Though possibly the caption is not explicit enough, this is provided in Figure 2.2, which shows the behavior of our formulation on a very simple problem: clustering in 1 dimension. Every data point is shown twice at its corresponding location on the horizontal axis: the vertical location of each appearance gives the weight assigned to it by a different model. Because weight decreases affinely with loss within a model (in Lemma 2 we see that -(2/alpha)^-1 is the slope in this relation), and we use a squared distance loss, the positive weights within a model plot are determined by a concave quadratic function of location, whose peak indicates that model's center. Any single outlier far enough that both quadratics are negative at its location would receive weight zero, and thus be ignored. Lower alpha would cause a faster decay of weights with distance; this could mitigate the class imbalance problem, ignore some inliers, and for very low values cause estimation to break down entirely. While space considerations exclude using multiple plots, we could add some of this description.

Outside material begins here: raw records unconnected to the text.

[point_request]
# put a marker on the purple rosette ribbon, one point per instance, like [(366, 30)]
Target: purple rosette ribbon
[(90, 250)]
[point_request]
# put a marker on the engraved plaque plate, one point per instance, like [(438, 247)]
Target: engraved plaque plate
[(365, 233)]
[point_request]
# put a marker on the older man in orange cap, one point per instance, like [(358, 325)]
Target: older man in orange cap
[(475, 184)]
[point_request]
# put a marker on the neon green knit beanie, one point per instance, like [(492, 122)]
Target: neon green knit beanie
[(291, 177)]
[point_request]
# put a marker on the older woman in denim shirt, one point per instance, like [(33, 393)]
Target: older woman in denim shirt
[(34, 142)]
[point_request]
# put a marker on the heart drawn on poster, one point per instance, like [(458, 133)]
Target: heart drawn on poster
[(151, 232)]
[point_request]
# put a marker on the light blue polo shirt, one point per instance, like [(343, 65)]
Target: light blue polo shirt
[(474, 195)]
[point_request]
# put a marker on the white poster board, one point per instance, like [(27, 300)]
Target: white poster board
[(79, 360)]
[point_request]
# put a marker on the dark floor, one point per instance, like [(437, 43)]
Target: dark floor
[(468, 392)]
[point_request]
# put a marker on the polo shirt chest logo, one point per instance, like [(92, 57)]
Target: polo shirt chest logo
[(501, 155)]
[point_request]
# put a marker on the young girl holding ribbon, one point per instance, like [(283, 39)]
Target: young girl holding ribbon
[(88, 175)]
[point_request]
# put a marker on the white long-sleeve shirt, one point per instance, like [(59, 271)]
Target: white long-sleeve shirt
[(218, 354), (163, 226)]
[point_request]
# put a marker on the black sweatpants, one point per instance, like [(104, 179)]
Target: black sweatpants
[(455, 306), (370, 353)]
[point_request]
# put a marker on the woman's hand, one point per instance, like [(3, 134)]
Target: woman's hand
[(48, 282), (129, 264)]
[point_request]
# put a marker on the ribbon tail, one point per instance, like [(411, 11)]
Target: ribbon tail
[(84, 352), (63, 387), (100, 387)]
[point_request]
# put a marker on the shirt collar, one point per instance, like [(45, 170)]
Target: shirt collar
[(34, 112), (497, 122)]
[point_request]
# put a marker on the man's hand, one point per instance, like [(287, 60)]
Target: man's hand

- Reviewers 1, 3 and 5 asked about the experimental section, Figure 3.1 and alpha in experiments.
Figure 3.1 shows the losses from applying our algorithm, a Lloyds based variant and using the ground truth, each to many different datasets arising from distinct video segments. The loss reported is the median distance (MD) of data points from the nearest subspace found by the corresponding algorithm. MD is also used to choose the best of all random restarts of each algorithm. MD is independent of alpha, therefore can be used to choose it; we perform the restarts of the proposed algorithm with alpha chosen randomly over a range covering three orders of magnitude. Thus, no extra computational resources are assigned in this experiment to optimizing over alpha, and selecting a very precise value of alpha does not appear to be necessary to manifest the improved MD.
The increasing RW MD visible in the plot is a consequence of the order we chose for readability, not indicative of any underlying phenomenon; the datasets vary significantly in the scale of the MD achievable, so that arbitrary orderings of the datasets make the graph difficult to read.
MAD is indeed a typo, should be MD.
We used PCA to preprocess the data before applying any of the algorithms, the dimension was chosen to keep the first percentile of eigenvalues in each dataset.

- Reviewer 5 asked about the motivation in our choice (l200) of the Euclidean norm to compare weight distributions.
In l199 we state the goal of avoiding high concentration, which is formally justified by the Theorems that result; all of them stem from Lemmas 1 and 2, where Lemma 1 exactly means that high concentration is avoided for sufficiently high alpha.
That high concentration is made expensive by Euclidean penalization is illustrated less formally by some representative calculations in the next paragraph; maybe this should be made more explicit in l201 by saying instead "Under the Euclidean penalization term, the penalty for a data point given weight that is higher by a factor of h>>1 than the natural 1/n is approximately h^2 so that such concentration is made expensive. This is illustrated by a few examples in the next paragraph."

- In l109, the 1 is a footnote mark over \Delta^{n}, not a new notation.
- In l368, the rhs seems to depend on i while the lhs does not. In noting X,X' differ on one element, we should have written it is the ith one.
- In l778, a specific matrix U is used. It is defined in l764.